Size, grains, shiny, solidify, directions, nuclei, deposition, pattern, particles, homogeneous

1. Crystallization proceeds by … of solid particles of iron from the melt.

2. You can see crystalline … in a fractured surface of low carbon steel.

3. The term "fine grained" means that the … of crystals is rather small.

4. … are imperfect crystals formed in the process of the crystallization of iron.

5. Dull is the antonym of "…".

6. Atoms are grouped according to a definite geometrical ….

7. The melt is considered to be ….

8. The skeleton structure extends in three ….

9. The molten metal will … on cooling.

10. Certain positions in the melt where solidification begins are called the … of solidification.

1. Disagree with the following statements. Prove your reason. Use the expressions: On the contrary… It is clearly seen from the text …

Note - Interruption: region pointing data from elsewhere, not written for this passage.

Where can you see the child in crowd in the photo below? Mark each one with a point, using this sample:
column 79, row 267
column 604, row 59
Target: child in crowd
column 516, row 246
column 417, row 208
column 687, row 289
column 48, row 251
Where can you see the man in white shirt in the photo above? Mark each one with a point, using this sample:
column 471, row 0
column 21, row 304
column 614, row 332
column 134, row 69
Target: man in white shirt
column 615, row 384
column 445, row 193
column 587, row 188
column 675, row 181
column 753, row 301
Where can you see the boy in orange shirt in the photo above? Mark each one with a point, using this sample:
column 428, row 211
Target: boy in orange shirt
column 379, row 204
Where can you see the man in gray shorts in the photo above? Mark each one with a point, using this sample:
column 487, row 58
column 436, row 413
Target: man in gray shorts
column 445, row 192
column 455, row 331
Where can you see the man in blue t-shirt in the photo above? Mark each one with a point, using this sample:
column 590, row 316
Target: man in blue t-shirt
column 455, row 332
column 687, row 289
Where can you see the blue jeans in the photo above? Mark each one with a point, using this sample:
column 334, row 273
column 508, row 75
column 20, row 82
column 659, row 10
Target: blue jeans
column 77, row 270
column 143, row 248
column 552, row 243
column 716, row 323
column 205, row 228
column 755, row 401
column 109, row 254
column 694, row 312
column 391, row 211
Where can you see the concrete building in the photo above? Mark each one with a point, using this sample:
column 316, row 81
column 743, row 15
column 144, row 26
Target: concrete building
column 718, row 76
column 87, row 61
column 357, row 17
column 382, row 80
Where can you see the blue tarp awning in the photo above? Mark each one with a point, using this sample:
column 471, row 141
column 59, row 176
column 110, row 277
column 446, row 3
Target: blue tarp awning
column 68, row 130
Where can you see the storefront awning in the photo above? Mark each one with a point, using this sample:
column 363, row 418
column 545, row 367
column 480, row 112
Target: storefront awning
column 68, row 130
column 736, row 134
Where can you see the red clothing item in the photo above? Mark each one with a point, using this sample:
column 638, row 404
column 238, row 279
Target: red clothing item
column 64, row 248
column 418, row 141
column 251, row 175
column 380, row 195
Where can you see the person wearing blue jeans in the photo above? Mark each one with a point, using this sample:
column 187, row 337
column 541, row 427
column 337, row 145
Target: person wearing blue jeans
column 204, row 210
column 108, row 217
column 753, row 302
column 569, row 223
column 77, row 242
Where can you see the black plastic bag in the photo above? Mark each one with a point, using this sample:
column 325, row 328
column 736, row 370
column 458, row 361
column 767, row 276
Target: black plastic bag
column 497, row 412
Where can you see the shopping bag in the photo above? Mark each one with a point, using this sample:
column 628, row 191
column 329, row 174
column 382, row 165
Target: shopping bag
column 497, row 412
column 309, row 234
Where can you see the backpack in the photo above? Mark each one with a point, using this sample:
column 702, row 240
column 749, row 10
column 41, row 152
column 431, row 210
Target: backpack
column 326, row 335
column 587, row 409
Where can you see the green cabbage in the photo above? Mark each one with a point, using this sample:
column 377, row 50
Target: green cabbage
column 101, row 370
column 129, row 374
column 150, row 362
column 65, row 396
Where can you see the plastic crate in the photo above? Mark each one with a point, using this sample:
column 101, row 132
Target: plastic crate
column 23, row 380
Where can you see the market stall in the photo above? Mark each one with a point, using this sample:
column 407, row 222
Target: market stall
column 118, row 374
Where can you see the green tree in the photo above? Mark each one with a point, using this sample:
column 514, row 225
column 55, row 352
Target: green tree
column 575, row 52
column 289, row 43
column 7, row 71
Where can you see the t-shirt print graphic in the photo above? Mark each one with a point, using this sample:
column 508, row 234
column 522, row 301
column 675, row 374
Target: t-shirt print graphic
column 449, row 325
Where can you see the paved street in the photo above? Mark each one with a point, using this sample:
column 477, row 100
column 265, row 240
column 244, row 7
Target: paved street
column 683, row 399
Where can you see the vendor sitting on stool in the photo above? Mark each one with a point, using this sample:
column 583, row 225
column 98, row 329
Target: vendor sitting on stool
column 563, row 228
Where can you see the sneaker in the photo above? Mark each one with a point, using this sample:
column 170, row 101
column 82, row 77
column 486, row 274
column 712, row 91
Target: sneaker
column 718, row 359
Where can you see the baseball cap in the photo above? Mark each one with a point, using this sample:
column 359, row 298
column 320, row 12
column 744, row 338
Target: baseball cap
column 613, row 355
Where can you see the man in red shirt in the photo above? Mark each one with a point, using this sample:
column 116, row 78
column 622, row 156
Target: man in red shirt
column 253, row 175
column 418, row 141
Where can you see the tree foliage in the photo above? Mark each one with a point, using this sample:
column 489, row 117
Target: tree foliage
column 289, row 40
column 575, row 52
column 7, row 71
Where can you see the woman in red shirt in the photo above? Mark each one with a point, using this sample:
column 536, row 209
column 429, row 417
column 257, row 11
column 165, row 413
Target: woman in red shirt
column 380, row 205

1. Only iron crystallizes in solidifying.

2. The iron particles always form perfect cubes.

3. The process of crystallization starts at one centre.

4. The term "coarse- grained" means that crystals are very small.

5. At ordinary temperatures iron crystallizes as a face- centered cube.

6. The metal less rich in iron solidifies first.

7. There is only one pattern according to which atoms form the crystalline structure.

8. The process of crystallization does not depend on any change of temperature.

1. Translate the text in writing. Use a dictionary. Find answers to the questions:

1. What kind of metal structure testing is used when the structure is visible to the naked eye?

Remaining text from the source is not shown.